Podcast aiming to tell stories of Black lives

INDIANAPOLIS (WISH)- After the launch of a national movement for black lives, the unspeakable happens.

A string of mysterious tragedies among Ferguson activists in St. Louis.

These murders inspired a NAACP image award nominated true crime podcast.

Ray Nowosielski co-created “After the Uprising,” a podcast to find out what truly happened to Danye Dion Jones, who was found hanging from a tree in St. Louis in 2018.

Now, the second season is set to be released.

It chronicles and searches for answers as to what happened to Darren Seals, the 29-year-old co-founder of Hand Up United, after he was found shot dead in a burning car in 2016.

Ray Nowosielski is a NAACP Image Award- and two-time-Emmy-nominated non-fiction filmmaker, journalist, writer, co-owner of Double Asterisk**, founder of True Stories.

He also directed and produced on the Emmy-nominated 3rd season of VICE on HBO and was a consulting producer for the pilot of the Amazon original series The New Yorker Presents.

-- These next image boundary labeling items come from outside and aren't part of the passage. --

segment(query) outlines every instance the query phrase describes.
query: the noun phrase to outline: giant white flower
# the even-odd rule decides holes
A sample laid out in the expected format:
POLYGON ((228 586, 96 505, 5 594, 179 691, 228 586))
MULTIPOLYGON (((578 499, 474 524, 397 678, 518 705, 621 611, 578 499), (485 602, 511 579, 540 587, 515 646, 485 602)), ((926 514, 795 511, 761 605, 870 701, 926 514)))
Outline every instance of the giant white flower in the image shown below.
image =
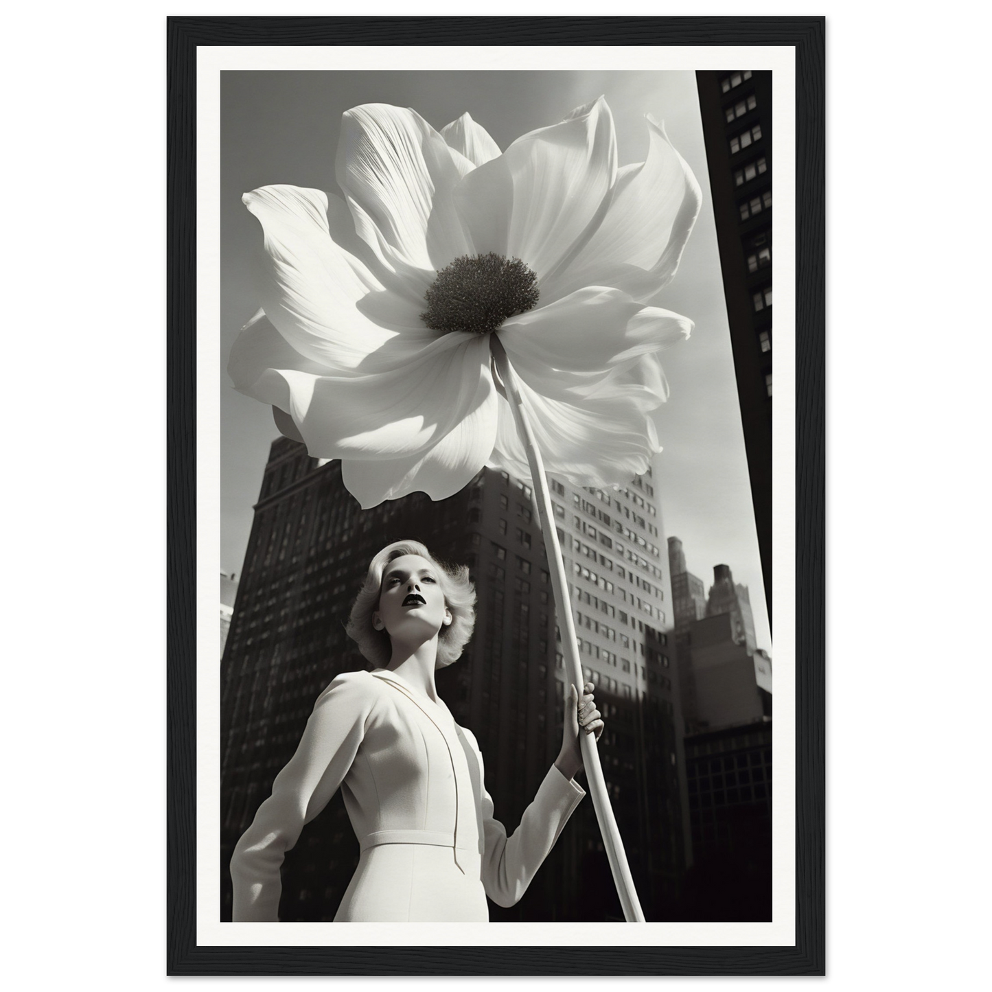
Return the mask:
POLYGON ((468 114, 435 131, 410 109, 344 114, 344 198, 246 193, 265 234, 262 309, 228 372, 283 434, 340 458, 365 508, 442 499, 484 465, 529 479, 490 340, 517 373, 545 466, 625 484, 661 450, 659 352, 692 323, 655 306, 699 187, 664 129, 617 166, 603 98, 503 154, 468 114))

Ray is best known for his feature film documentary collaborations over the past decade with Peabody Winner Dave Cassidy and two-time Oscar-winner Barbara Kopple, beginning with the NAACP Image Award-nominated Dap-Kings docu-musical “Miss Sharon Jones!”

He also did a Discovery Channel anthology film about climate change’s effects on water in the West, “Killing the Colorado”; an Emmy-nominated Netflix Original about the relationship between Johnny Cash and President Nixon, “Tricky Dick & the Man in Black,” and the poignant true-crime and self-help mashup for Investigation Discovery, “A Murder in Mansfield.”

Ray has written for Salon, Truthdig, Truthout and Fortune and contributed to investigations by The Daily Beast, Gawker, The Intercept and Newsweek.

He is a proud member of the Documentary Producers Alliance, fighting for equality, ethics and standards in our profession.